Le célèbre canard de la bande dessiné de Walt Disney intéresse les économistes pour ses comportements et ses choix vis-à-vis de l’argent. L’article «Economie des canards: Picsous» de Jean-Edouard Colliard, paru le 17 juin 2011 sur le Blog Mafeco, analyse des thématiques liées à la théorie économique que l’on retrouve souvent dans les histoires de Picsou.
Commençons par l’énorme quantité d’argent qui se trouve dans son coffre-fort. Elle semble à priori stockée sans qu’elle soit utilisée pour financer des investissements productifs. Une grande partie de la masse monétaire en circulation serait ainsi détournée par picsou qui la thésaurise dans son fameux coffre de Donaldville. [1]
Tournons-nous à présent sur son côté avare. Chaque centime gagné procure au célèbre canard une satisfaction démesurée avec une utilité marginale de l’argent quasiment constante. Picsou contredit la théorie de l’«homo oeconomicus» rationnel en dépensant beaucoup de temps pour essayer de gagner des petites sommes alors qu’il aurait la possibilité de placer son argent de manière plus rentable.
Si on le compare à deux autres canards de la bande dessinée, la chance peut être une «condition suffisante à l’enrichissement». Donald, bien connu pour sa malchance, est endetté jusqu’au coup, Gontran au contraire, avec sa chance extraordinaire, attend simplement que l’argent lui tombe sur la tête. Picsous est devenu riche en premier lieu en investissant et en travaillant dur mais toujours sous la bienveillance de son «sou fétiche», sans lequel il n’aurait pas amassé autant d’argent.
Voici quelques liens supplémentaires sur Picsou et l’économie:
- Picsou et la morale du capitalisme, une analyse économique et sociologique du monde de Picsou (Blog une heure de peine..., Denis Colombi, 15 juin 2011)

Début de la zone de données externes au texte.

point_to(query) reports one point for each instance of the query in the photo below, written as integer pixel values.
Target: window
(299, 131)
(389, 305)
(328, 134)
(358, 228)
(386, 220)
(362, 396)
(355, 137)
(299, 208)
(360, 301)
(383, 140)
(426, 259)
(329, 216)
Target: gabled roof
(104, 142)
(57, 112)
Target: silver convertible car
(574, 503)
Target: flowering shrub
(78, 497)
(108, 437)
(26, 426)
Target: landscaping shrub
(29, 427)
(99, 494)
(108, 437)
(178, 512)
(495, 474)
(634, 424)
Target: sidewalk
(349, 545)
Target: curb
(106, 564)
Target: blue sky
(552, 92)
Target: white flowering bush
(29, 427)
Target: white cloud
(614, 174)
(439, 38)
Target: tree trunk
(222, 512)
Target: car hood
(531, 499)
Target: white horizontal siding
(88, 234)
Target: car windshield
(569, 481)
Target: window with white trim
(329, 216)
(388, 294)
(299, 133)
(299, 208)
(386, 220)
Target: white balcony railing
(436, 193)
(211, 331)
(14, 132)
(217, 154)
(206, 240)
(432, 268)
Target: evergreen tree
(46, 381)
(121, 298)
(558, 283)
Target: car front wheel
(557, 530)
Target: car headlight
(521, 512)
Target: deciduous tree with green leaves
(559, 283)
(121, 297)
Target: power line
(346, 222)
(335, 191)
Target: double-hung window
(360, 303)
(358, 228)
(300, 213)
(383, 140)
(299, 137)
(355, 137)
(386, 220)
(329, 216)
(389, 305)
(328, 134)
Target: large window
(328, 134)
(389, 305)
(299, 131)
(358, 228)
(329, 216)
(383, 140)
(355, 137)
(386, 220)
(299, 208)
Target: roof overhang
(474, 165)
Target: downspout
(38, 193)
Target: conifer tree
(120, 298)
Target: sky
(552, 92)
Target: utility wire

- Picsou est presque aussi riche que Bill Gates, cet article essaye d’estimer la fortune fictive de Picsou (Le Figaro, 14 avril 2011)
- Picsou a inventé l'Euro, une histoire de la bande dessinée, publiée en Italie, qui contient une première expérience d’union monétaire (Libération, Jozsef Eric, 7 novembre 1997)
Pour l’équipe d’iconomix
Alexandre Mondoux
[1] Une possibilité pour une hypothétique banque centrale, dans cette bande dessinée de Walt Disney, serait d’augmenter la masse monétaire en fonction de celle amassé par Picsou.